Second District Board Member Salvador Escalante Jr., chairman of Provincial Board committee on appropriations, budget, finance, ways and means, said the law stated that the local government should update the fair market value of properties – agricultural, urban and industrial – every three years.
The last time it was updated was in 2014, he said.
The proposed fair market assessment was tackled in a meeting Wednesday with the Provincial Assessor’s Office at the Vice Governor’s conference room.
Escalante said the target increase is about seven to eight percent.
The board member said the properties have many reclassifications, and that “the value of properties has increased by seven to eight percent.”
With the updated fair market value, the land tax is also expected to increase, he added.
“There are many subdivisions and plenty of developers who are buying properties here in Negros. And one of the basis of choosing the property is the fair market value, which is based on the tax ordinance of the province,” Escalante explained.
He added: “So if the fair market value is lower, you can’t demand a better price as the buyer looks into the fair market value as basis.”
Escalante said they are looking to hold the public hearing on the first week of October.
He said they are expecting to implement the updated fair market value by January next year.
On the property acquired by the provincial government in Hinobaan town for the proposed industrial zone supposedly covered by the Comprehensive Agrarian Reform Program (Carp), Escalante said the municipal government has a resolution reclassifying the land into industrial zone which is now pending at the Provincial Board.
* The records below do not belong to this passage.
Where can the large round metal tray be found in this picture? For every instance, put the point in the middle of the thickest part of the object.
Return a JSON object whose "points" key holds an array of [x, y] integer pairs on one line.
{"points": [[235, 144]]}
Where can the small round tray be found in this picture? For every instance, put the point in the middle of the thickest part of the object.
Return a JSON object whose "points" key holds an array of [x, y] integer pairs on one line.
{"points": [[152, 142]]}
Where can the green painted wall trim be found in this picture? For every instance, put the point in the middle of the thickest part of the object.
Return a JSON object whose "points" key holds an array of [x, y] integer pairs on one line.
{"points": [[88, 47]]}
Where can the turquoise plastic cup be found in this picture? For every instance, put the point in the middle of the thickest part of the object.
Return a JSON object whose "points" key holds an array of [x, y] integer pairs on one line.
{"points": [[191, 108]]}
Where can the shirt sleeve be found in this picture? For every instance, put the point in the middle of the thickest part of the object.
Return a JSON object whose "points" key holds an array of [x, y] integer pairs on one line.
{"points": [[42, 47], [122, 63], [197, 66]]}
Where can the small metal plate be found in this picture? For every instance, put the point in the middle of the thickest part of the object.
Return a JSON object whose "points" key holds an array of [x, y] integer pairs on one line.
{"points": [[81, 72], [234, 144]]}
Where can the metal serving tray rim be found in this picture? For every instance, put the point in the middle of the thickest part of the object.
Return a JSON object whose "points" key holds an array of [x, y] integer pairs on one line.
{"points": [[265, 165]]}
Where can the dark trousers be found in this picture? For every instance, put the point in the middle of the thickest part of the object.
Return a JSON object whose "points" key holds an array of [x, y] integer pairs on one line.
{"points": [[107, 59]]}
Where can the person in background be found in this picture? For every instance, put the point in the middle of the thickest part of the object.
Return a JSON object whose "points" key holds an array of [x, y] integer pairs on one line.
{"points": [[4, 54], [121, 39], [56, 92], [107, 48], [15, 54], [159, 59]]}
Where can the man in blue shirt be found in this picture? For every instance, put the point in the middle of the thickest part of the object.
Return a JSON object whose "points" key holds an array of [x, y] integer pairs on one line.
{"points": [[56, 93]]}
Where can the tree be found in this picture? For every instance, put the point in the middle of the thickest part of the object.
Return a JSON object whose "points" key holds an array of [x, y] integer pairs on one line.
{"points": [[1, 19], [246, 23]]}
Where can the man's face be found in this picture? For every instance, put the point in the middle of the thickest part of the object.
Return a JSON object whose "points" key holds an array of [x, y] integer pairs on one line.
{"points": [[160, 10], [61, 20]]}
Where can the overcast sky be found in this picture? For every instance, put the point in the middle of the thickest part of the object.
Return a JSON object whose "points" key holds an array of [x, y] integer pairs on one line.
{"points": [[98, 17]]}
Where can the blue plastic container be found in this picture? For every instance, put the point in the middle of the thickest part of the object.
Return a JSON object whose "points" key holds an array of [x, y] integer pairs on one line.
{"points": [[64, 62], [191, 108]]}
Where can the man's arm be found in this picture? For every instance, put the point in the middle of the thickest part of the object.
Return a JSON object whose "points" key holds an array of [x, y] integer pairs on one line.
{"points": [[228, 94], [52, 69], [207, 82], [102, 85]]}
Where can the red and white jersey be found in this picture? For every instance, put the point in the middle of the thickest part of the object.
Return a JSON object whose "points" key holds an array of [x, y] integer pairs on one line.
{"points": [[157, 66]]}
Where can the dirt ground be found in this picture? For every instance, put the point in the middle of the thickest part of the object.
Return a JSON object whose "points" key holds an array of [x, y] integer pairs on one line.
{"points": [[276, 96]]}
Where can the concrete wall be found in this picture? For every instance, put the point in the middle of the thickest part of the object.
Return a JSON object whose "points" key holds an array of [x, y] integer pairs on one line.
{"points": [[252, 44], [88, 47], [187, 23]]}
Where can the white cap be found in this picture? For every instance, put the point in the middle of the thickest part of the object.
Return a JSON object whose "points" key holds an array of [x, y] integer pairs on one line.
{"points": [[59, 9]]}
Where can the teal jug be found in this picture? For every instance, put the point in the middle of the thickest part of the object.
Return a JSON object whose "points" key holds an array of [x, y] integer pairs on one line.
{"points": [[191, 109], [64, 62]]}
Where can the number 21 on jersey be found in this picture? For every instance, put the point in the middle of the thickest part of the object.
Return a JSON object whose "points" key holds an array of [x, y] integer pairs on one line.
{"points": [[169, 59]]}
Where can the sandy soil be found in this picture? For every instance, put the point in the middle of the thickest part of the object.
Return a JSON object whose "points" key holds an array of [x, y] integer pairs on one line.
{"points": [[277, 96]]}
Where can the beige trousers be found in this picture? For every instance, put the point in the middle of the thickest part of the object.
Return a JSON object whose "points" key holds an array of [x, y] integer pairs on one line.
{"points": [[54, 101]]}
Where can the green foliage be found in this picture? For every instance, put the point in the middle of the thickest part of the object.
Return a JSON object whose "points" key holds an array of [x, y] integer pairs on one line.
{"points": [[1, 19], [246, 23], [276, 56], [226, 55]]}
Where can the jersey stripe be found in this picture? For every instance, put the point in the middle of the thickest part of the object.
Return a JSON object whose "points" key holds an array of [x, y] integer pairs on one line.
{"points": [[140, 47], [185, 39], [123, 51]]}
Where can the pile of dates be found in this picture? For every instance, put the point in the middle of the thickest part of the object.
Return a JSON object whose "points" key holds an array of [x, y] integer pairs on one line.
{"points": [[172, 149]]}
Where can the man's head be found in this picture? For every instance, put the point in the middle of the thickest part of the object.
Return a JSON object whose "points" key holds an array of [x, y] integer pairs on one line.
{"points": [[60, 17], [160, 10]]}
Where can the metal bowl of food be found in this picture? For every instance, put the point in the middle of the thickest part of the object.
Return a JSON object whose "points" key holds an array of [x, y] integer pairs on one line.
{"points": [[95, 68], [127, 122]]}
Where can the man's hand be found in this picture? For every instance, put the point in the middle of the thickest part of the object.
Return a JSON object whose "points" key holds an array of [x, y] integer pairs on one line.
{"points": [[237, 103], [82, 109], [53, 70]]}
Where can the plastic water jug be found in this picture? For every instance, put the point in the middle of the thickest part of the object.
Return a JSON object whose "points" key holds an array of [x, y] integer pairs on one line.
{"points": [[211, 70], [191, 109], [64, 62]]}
He said the measure is for the concurrence of Provincial Board.
“We asked the assessor, and he explained that when you reclassify the land, you are actually helping the residents,” Escalante said.
Based on the fair market value, the best agricultural land is worth P400,000 per hectare, but if it’s industrial, it is worth P1,000 per square meter, he said.
“You are actually giving the owner a favor,” he added.
For his part, Vice Governor Eugenio Jose Lacson said he thinks that the Department of Agrarian Reform (DAR) and the provincial government are in talks on how to resolve the issue.
Provincial Agrarian Reform program officer II Lucrecia Taberna had earlier confirmed that the property is covered by the land reform program.
The Provincial Government had expropriated the property of the defunct Insular Lumber Company to make way for the construction of a Japanese shipbuilding facility.
Lacson said: “I understand the province is looking for a win-win solution. I hope we do find a win-win solution.”
The SP has not decided yet on what action to take regarding the review on the resolution of Hinobaan, the vice governor said.